President Yoon Suk-yeol speaks with Vietnam’s Communist Party chief Nguyen Phu Trong in a video call in his presidential office on Wednesday. (Presidential office)
Korea and Vietnam will seek to elevate bilateral relations to a comprehensive strategic partnership, the two sides’ leaders agreed in a videoconference, Seoul officials said Wednesday.
According to a press release from the presidential office, President Yoon Suk-yeol and Vietnam’s Communist Party chief Nguyen Phu Trong held a video call in the morning to exchange views on ways to develop Korea-Vietnam relations, Korea-ASEAN cooperation and international issues.
The two leaders evaluated that the bilateral relations had become more robust as they went through crises such as the supply chain reorganization due to COVID-19. They also shared the view that upgrading bilateral relations to a comprehensive strategic partnership on the 30th anniversary of diplomatic ties this year will be a new starting point for the two countries to tackle future challenges together, the presidential office said.
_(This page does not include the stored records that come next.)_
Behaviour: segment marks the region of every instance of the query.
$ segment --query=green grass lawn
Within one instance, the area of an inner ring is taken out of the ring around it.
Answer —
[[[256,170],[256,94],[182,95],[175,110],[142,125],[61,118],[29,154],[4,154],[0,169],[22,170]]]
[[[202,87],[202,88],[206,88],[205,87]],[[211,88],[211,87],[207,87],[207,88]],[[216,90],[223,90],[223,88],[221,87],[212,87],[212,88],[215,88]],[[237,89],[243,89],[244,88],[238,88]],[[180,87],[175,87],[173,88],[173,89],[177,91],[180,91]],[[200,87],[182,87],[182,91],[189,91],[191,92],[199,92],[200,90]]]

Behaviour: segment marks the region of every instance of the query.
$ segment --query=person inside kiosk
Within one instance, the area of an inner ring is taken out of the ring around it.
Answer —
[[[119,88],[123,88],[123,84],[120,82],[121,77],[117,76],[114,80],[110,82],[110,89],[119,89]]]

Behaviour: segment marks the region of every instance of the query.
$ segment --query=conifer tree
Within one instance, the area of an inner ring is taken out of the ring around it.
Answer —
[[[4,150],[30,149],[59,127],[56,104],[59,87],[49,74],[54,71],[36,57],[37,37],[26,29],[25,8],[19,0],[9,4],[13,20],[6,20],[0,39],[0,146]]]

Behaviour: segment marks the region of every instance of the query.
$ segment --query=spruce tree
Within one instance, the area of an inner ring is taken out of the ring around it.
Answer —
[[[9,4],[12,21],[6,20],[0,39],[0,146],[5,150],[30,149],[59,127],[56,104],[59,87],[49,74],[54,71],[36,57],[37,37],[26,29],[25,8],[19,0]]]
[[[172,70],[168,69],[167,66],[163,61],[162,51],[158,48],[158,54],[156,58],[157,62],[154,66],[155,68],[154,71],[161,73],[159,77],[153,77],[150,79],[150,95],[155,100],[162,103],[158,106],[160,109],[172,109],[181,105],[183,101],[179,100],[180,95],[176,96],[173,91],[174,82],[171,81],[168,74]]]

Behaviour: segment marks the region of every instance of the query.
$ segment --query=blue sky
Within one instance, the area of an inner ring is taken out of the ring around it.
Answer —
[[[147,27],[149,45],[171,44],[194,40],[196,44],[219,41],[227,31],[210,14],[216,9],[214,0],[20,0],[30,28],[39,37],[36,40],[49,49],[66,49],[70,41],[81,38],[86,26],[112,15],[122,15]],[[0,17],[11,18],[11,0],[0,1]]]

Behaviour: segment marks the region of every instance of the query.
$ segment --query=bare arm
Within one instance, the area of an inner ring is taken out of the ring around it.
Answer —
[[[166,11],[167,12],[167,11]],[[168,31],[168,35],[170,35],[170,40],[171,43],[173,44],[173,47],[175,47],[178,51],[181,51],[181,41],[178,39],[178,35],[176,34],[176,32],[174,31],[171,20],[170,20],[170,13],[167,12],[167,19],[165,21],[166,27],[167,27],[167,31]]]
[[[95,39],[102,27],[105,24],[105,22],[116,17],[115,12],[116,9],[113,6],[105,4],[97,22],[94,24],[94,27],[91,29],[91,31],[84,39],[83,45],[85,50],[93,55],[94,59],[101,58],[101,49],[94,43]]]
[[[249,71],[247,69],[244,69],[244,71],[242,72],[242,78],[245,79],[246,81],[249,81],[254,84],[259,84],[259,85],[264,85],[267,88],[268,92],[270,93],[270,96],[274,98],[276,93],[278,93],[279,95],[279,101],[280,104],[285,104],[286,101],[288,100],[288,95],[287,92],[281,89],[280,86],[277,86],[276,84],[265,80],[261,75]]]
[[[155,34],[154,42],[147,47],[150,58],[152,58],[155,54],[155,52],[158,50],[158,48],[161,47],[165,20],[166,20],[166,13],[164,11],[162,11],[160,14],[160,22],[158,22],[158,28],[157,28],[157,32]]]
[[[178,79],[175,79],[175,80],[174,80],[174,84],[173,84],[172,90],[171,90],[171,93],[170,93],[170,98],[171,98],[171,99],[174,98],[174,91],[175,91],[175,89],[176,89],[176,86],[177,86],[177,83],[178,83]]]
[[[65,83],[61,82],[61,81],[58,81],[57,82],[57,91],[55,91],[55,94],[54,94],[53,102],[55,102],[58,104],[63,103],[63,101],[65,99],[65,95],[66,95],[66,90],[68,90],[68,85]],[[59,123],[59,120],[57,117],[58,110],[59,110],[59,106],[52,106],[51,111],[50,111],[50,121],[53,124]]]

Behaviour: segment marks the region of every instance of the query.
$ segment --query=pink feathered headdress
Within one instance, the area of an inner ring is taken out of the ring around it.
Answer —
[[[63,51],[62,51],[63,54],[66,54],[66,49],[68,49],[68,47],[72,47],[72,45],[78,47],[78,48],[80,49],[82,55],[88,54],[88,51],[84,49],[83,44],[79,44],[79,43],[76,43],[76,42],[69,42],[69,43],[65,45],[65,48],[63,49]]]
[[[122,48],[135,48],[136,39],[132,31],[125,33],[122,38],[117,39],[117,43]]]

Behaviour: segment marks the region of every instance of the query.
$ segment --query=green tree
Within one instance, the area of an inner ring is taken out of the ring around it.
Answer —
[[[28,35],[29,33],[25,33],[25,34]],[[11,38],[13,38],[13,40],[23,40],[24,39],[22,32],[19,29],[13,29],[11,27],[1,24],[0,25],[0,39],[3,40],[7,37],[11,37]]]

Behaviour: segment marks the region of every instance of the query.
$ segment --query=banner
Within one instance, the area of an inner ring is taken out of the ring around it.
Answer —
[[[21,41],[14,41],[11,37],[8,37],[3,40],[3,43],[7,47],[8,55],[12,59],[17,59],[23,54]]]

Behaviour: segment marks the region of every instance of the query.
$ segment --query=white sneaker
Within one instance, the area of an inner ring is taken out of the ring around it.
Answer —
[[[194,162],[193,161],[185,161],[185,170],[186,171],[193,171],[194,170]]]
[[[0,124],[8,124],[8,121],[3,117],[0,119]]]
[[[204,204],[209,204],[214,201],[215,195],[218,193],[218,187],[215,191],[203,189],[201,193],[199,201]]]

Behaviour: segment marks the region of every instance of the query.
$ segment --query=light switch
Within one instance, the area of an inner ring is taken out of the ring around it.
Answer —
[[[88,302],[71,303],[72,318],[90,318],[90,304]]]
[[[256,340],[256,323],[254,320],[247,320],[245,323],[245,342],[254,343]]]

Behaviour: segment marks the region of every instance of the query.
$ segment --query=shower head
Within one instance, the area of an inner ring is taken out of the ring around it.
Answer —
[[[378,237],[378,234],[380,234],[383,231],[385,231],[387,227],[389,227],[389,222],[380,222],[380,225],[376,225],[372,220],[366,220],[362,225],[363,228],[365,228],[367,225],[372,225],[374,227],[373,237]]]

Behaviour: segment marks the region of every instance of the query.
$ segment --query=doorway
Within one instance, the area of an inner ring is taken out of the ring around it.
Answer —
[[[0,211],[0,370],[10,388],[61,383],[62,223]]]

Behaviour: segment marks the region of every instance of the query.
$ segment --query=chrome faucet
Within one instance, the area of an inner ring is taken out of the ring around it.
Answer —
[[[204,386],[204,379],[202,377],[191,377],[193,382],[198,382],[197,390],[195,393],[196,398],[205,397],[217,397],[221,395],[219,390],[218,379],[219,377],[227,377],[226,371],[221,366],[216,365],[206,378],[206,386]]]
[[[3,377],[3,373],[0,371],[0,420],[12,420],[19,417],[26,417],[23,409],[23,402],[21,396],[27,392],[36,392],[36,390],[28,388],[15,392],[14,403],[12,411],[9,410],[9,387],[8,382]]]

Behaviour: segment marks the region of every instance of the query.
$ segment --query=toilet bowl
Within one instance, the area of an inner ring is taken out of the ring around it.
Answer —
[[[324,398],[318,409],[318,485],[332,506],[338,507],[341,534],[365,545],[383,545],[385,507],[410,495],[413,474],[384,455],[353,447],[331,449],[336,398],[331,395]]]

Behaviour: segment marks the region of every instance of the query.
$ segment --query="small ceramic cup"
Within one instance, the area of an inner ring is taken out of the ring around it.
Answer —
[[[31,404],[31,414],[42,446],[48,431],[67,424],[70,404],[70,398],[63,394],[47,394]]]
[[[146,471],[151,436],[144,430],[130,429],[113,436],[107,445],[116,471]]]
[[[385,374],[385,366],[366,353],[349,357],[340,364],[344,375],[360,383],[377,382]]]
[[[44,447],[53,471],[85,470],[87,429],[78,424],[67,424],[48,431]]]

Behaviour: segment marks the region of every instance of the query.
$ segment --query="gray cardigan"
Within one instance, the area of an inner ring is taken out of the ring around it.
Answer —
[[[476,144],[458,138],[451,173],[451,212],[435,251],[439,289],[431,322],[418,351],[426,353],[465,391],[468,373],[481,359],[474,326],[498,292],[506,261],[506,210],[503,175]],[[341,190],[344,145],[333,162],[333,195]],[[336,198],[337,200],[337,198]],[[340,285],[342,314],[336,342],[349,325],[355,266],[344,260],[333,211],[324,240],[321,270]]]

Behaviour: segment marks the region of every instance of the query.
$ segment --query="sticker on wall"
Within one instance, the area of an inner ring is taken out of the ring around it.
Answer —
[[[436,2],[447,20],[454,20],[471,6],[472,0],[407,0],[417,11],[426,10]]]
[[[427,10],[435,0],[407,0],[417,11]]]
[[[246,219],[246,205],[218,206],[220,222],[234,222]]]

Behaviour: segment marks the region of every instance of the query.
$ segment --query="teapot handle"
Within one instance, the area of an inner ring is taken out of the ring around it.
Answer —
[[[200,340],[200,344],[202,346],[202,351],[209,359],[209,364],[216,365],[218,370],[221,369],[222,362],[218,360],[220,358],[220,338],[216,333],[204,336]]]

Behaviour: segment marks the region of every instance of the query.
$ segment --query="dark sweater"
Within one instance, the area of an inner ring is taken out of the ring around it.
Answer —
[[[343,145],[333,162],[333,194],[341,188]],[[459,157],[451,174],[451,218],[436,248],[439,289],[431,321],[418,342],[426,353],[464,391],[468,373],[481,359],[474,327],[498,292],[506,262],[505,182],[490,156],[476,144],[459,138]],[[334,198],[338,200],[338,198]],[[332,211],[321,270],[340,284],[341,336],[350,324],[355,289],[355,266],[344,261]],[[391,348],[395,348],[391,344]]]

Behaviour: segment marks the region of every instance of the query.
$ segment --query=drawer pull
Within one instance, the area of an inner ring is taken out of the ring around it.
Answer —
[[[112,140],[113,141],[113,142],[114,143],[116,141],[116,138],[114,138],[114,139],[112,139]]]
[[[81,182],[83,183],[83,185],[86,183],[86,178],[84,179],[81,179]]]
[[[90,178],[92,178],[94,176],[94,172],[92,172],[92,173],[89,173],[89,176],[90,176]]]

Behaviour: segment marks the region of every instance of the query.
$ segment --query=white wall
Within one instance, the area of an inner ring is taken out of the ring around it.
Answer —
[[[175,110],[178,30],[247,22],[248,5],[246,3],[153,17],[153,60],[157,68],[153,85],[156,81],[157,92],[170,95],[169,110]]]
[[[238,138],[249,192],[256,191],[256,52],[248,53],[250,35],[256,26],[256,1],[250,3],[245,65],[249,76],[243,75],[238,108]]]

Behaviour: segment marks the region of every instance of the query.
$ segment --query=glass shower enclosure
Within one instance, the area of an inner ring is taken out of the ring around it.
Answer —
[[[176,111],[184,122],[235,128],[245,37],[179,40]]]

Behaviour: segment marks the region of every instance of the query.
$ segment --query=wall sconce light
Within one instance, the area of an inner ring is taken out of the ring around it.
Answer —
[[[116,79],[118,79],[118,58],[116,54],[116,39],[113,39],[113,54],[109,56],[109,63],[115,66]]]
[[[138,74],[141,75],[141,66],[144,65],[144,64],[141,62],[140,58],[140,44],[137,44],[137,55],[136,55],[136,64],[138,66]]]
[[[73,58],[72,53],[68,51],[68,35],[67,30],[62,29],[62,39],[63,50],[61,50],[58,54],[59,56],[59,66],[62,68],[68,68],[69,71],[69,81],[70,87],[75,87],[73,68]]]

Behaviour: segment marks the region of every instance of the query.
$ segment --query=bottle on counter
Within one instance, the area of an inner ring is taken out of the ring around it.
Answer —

Yoon said, “We will further strengthen cooperation with ASEAN, which is the key to freedom, peace and prosperity in the Indo-Pacific region.” In response, Trong replied, “As the Korea-ASEAN dialogue coordinator, we will play a necessary role in promoting cooperation between the two sides.”
The Association of Southeast Asian Nations is a bloc of 10 countries in the region.
The two leaders also added that since this year marks the 30th anniversary of establishing diplomatic ties between the two countries, they look forward to developing bilateral relations through active exchanges between high-level officials.
After expressing serious concerns about North Korea’s recent series of provocations, President Yoon said, “We will keep the door for dialogue with North Korea open, but we will respond firmly to illegal acts such as provocations.”
He urged Vietnam to work together so that North Korea can come to the table of dialogue rather than provocation.
After the video call, an official from the spokesperson’s office told reporters, “The two leaders emphasized intimacy by calling each other ‘countries in-laws.’ saying that young men and women from both countries get married a lot.”